Moderna announced today (January 25) plans for testing two different booster vaccines aimed at the SARS-CoV-2 variant B.1.351, also known as 501Y.V2, that emerged in South Africa and has now spread to numerous countries.
“The virus is changing its stripes, and we will change to make sure we can beat the virus where it’s going,” Stephen Hoge, the president of Moderna, tells The Washington Post.
A study from Moderna posted to the preprint server bioRxiv today that has not yet been peer-reviewed reports that its vaccine produced neutralizing antibodies against several SARS-CoV-2 variants, including B.1.351 and B.1.1.7, the latter of which was first spotted in the UK and is rapidly becoming common in other countries. But antibody levels produced in response to B.1.351 were about six times lower than prior variants. Moderna’s statement says that these antibody titers “remain above levels that are expected to be protective,” but warns that “these lower titers may suggest a potential risk of earlier waning of immunity to the new B.1.351 strains.”
The Moderna vaccine is currently administered as two doses spaced a month apart. According to the statement, the company will test whether a third shot of the current vaccine or a strain-specific booster shot will enhance immunity to B.1.351.
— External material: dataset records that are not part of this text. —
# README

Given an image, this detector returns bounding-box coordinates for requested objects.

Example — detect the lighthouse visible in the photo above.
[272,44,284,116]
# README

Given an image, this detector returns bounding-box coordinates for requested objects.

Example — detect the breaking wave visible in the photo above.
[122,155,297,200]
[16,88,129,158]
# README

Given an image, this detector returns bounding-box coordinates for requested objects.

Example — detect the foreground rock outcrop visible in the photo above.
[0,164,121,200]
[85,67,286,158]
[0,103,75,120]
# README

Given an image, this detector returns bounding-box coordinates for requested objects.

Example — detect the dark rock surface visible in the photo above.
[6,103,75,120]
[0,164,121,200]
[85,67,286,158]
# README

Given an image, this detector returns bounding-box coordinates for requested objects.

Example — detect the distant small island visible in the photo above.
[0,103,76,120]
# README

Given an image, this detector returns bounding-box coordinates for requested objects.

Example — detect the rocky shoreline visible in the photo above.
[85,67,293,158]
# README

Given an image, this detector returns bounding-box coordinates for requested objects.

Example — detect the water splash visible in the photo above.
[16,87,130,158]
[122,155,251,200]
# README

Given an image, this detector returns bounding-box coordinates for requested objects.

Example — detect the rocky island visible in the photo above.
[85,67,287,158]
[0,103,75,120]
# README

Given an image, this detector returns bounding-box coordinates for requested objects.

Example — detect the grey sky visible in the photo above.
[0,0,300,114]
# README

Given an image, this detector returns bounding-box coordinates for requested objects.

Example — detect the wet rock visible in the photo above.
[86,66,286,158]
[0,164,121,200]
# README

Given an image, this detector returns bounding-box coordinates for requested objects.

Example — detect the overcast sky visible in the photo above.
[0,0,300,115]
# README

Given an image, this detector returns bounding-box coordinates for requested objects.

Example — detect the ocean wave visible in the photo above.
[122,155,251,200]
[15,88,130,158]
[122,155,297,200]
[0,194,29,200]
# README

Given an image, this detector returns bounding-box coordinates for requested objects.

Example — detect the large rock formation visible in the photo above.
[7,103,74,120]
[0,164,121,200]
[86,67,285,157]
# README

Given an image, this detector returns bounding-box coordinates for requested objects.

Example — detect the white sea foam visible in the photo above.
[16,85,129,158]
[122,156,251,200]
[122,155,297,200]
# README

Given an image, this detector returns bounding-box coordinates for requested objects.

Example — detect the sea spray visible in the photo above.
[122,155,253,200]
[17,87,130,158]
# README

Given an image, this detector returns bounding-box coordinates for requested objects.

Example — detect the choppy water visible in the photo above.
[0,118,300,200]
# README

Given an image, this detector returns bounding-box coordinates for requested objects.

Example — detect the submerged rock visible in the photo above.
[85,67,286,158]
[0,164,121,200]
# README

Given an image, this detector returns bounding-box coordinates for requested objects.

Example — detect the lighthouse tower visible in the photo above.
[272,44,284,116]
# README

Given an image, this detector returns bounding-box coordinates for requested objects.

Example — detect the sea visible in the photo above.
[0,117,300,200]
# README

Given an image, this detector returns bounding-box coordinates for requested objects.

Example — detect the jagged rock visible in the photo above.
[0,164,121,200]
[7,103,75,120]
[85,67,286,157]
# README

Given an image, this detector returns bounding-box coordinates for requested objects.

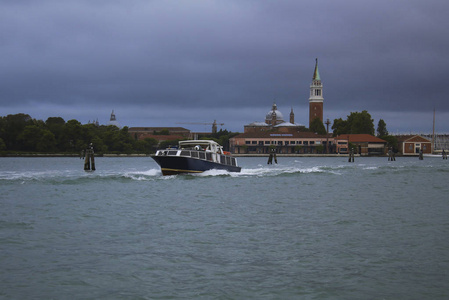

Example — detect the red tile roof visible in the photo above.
[335,134,387,143]
[396,135,431,143]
“Out of an abundance of caution and leveraging the flexibility of our mRNA platform, we are advancing an emerging variant booster candidate against the variant first identified in the Republic of South Africa into the clinic to determine if it will be more effective to boost titers against this and potentially future variants,” says Stéphane Bancel, the chief executive officer of Moderna, in the statement.
B.1.351, first detected in South Africa in October 2020, is one of a growing number of SARS-CoV-2 variants. This one is distinct from the highly transmissible B.1.1.7, although both versions have multiple mutations on the spike protein, which the virus uses to enter cells. According to the US Centers for Disease Control and Prevention, there is no evidence that B.1.135 causes more severe disease than other variants do.